I just wanted to add this experience if it is useful in some way:
scenarios:
* NP2 on 4.2.2.1, official firmware
* my NP2 makes an outbound connection to a server and maintains it for some time
* if the server process is taken down (e.g. for maintenance), the netduinos hang
* if the netduino is cycled, and the server process is not yet back up, the neduinos hang
* if the server process is restored, the netduinos do not magically unhang
* if server process is restored, and netduino power cycled, nohang (expected)
* I seem to be able to unplug and plug the ethernet cable and have correct behaviour, but I probably need to test that more thoroughly
some other things:
* when I kill the server process, the netduino detects this properly. I have a recovery loop that will backoff and attemp to restore the connection. (his same code works properly when run from the desktop, so I consider it to be implemented correctly)
* when it attempts to restore with Connect() to the (now not running) server process, this is when the 'hang' occurs
* my netduino application has several 'services' in it, amongst which is a diagnostic port over a COM port. When the netduino is in the failure mode, I can still interact over the diagnostic port. I can start and stop other services, but not the one that involves the ethernet. So the hang seems localized to the thread, rather than the whole board.
* I have a 'reboot' command, which does
PowerState.RebootDevice(true, 30000);
but this does not work. It's a 'soft' reboot, I haven't tried 'hard' yet. But it does not timeout and it does not reboot the board.
I came across this post while searching for 'watchdog' motivated by trying to cope with this issue, so hopefully we will get a watchdog in the firmware. But I can't wait for whenever so I'l probably have to implement an external one on my board. I think I still have an gpio pin free...

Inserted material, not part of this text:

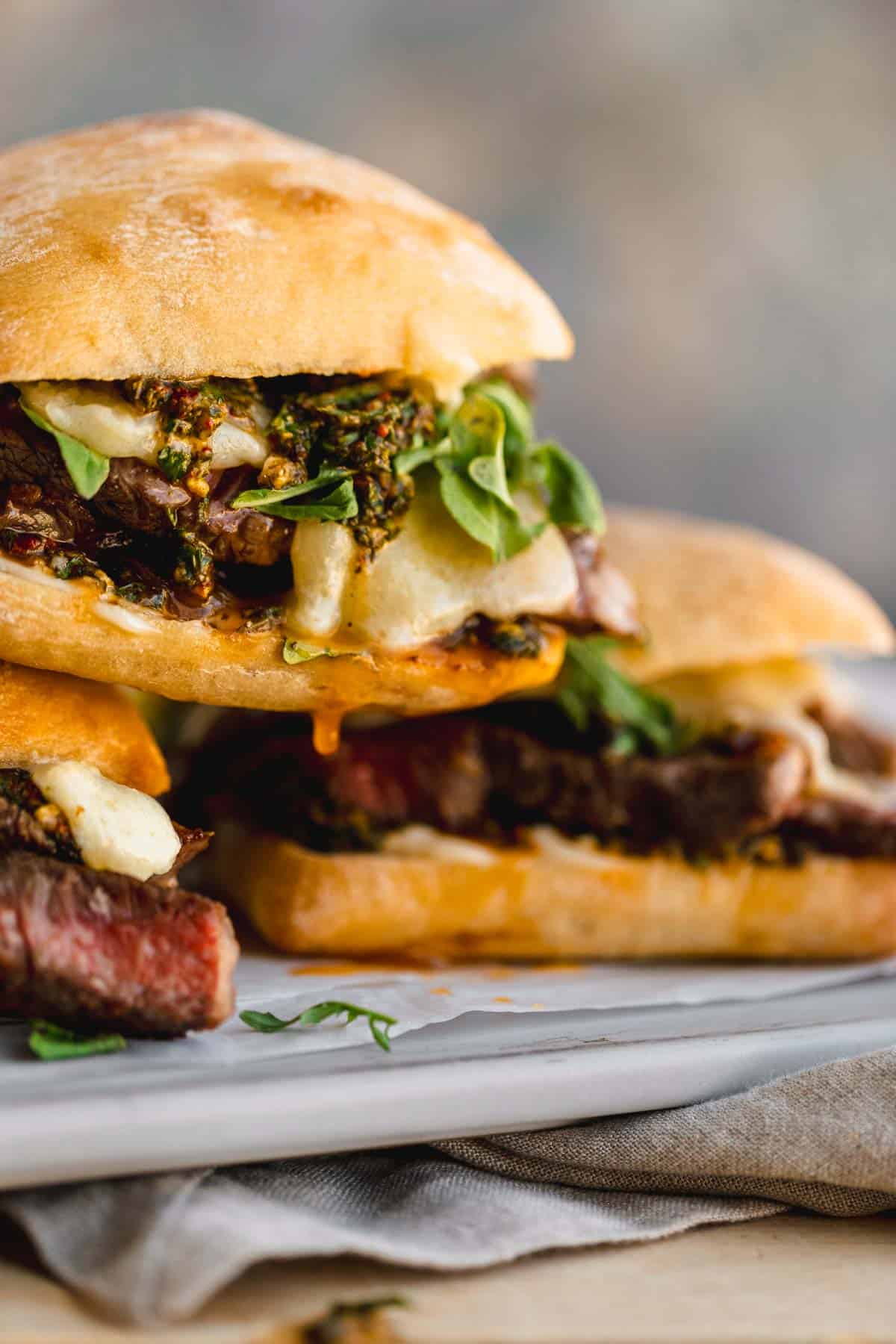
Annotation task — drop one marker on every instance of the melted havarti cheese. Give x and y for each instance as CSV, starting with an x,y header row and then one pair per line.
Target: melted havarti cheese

I have used endless hours getting my Netduino 2 plus to talk to cosm for more than 24-48 hours, it simply just hangs, and it happens in random places of the code.

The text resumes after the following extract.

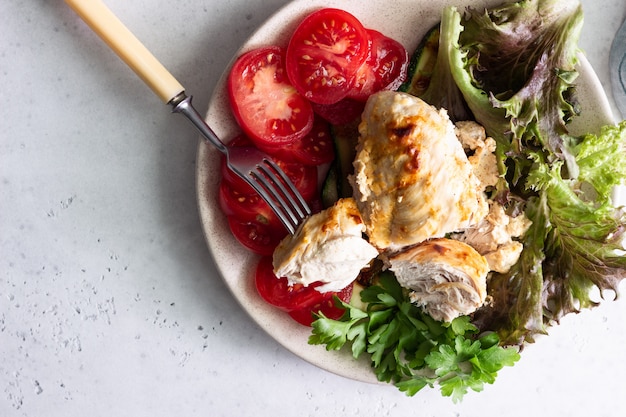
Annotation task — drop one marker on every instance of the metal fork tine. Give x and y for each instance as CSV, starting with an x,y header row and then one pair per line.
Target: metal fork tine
x,y
298,202
276,201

Now i have tried to post the data to a local web server, and the Netduino has been stable for +7 days.
This, compared with the fact that only 10-25% of the packets i send to cosm actually gets there, or should i say gets logged in the cosm database, tells me that there is something wrong with cosm, or a combination of me being in europe and cosm being in the states.
The local web server logged the requests into a text file, not a single packet missed.
However a C# PC console application also posting to cosm, works exactly as expected, no datapoints missing, and the program ran for days before i terminated it.
I have no clue as to why, and no change of debugging with external debuggers, but to replicate one only needs a netduino 2 plus + a single DS18B20 sensor and my code, i will be happy to supply my code to SL.